Felipe Contepomi had set the tone with his bull-like charges at the Munster halves and a snappily-taken drop goal before the semi-final would prove a brief farewell game in six celebrated seasons at Leinster for Argentina’s second most prolific and second most capped player of all time.
The ex-Wallabies scrumhalf Chris Whitaker was completing his third season with Leinster and was another ever-present that season. His status in the Leinster squad was such that he jointly lifted the trophy three weeks later in what his final game. So too was Stan Wright, the versatile Cook Islands prop who ultimately turned out to be a more durable signing than Van der Linde.
As for Munster, aside from the dynamic Mafi, who was one of Munster’s best performers that day and became known as Larry Murphy after six fine seasons with the province, they also had Paul Warwick and Howlett.

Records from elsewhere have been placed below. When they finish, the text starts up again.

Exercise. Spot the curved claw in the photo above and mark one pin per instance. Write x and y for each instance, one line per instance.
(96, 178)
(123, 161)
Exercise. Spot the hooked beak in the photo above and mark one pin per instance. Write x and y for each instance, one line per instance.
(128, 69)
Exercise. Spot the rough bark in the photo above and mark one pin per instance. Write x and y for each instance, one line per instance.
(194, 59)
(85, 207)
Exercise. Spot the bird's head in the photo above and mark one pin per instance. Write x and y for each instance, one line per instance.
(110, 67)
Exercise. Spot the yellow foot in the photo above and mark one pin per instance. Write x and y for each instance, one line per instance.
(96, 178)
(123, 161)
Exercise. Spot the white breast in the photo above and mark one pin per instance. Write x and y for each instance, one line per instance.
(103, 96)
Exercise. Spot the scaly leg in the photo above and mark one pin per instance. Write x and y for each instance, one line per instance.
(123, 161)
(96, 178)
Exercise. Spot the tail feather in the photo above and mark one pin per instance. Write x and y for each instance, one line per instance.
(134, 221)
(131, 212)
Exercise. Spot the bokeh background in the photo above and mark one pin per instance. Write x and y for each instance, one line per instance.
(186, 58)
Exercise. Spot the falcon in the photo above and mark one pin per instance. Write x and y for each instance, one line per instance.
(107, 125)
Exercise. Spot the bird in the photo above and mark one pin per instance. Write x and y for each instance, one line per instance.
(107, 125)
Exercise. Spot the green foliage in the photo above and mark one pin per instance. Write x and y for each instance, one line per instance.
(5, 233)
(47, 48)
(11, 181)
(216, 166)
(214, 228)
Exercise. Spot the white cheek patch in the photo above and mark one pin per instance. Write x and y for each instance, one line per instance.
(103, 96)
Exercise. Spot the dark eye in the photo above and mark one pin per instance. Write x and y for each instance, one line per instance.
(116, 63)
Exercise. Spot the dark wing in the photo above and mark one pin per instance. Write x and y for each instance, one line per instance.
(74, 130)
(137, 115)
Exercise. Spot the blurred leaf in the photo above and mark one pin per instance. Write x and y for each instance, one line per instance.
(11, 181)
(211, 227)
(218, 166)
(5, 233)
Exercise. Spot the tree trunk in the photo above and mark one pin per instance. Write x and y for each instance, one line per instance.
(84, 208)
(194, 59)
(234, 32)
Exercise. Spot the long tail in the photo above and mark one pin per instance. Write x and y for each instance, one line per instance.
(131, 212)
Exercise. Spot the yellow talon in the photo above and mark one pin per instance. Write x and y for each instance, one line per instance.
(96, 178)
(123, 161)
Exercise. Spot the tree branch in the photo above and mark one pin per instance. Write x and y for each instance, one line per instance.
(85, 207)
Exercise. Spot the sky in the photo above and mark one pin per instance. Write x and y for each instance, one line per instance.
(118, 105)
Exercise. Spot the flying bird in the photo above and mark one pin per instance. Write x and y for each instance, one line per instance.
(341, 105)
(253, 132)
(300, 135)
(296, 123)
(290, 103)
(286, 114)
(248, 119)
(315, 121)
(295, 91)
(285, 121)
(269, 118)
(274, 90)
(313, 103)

All had been key figures in their 2008 triumph, with Warwick scoring over 900 points in three seasons with Connacht and four with Munster, while Howlett had five seasons with the club. His haul of 49 Test tries remains a record for the All Blacks.
The provinces dined at the top table then in every sense, not least in acquiring high-end foreign talent. That doesn’t quite apply to the same extent now.
In addition to that rich array of talent on the pitch, the referee was Nigel Owens in his pomp.
Yes, whatever the future may hold, it’s hard to believe we’ll ever see the like of it again.